Inspired by video games, Allen hid Easter eggs inside his apps, which allow you to unlock new skins so that you can change the color and texture of the interfaces. In the future, he plans to commission artists to develop more skins for the apps with each season. Some will be new colorways, others might imagine the interface in far more abstract ways, just for the heck of it.
This business model is super successful for properties in the video game world, such as Fortnite and Call of Duty, which charge seasonal subscriptions to unlock new items and skins. However, those games have tens of millions of passionate players. Allen is simply making utility iPhone apps here. Will there really be an audience?

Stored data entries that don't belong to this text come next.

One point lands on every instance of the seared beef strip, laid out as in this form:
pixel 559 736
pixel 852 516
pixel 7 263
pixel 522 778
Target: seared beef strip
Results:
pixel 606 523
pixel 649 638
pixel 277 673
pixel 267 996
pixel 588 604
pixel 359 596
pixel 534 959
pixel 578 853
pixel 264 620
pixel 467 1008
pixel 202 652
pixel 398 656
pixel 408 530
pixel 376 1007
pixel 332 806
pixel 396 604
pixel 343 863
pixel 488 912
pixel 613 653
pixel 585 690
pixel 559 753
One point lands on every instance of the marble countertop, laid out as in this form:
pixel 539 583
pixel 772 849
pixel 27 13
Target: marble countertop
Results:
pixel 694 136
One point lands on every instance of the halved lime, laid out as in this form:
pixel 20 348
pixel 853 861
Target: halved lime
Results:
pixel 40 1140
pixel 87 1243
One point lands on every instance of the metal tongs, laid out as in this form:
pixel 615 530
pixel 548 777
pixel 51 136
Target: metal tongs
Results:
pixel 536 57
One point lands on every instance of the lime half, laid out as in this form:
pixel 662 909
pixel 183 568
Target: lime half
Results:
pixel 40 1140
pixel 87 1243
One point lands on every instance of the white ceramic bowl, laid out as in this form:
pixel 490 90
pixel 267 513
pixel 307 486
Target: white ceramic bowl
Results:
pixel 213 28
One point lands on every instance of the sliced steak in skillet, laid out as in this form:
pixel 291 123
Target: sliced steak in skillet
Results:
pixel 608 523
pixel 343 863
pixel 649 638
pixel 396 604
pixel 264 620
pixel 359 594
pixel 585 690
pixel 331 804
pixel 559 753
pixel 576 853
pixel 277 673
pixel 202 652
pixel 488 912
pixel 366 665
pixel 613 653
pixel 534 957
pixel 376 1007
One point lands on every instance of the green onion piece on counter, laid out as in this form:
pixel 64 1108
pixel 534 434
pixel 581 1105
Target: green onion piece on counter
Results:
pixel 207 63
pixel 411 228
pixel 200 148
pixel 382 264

Indeed, no matter how many people actually subscribe to use these apps, it’s ultimately a positive step for the design world that they exist. Allen’s apps actually remind me a lot of what we saw in the early days of the App Store, when independent developers used something as simple as a basic weather app to riff on and explore experimental interface and data visualization. The difference now, though, is that our iPhones are supercomputers in our pockets. They really are capable of so much more than they do today; designers just have to take some risks first.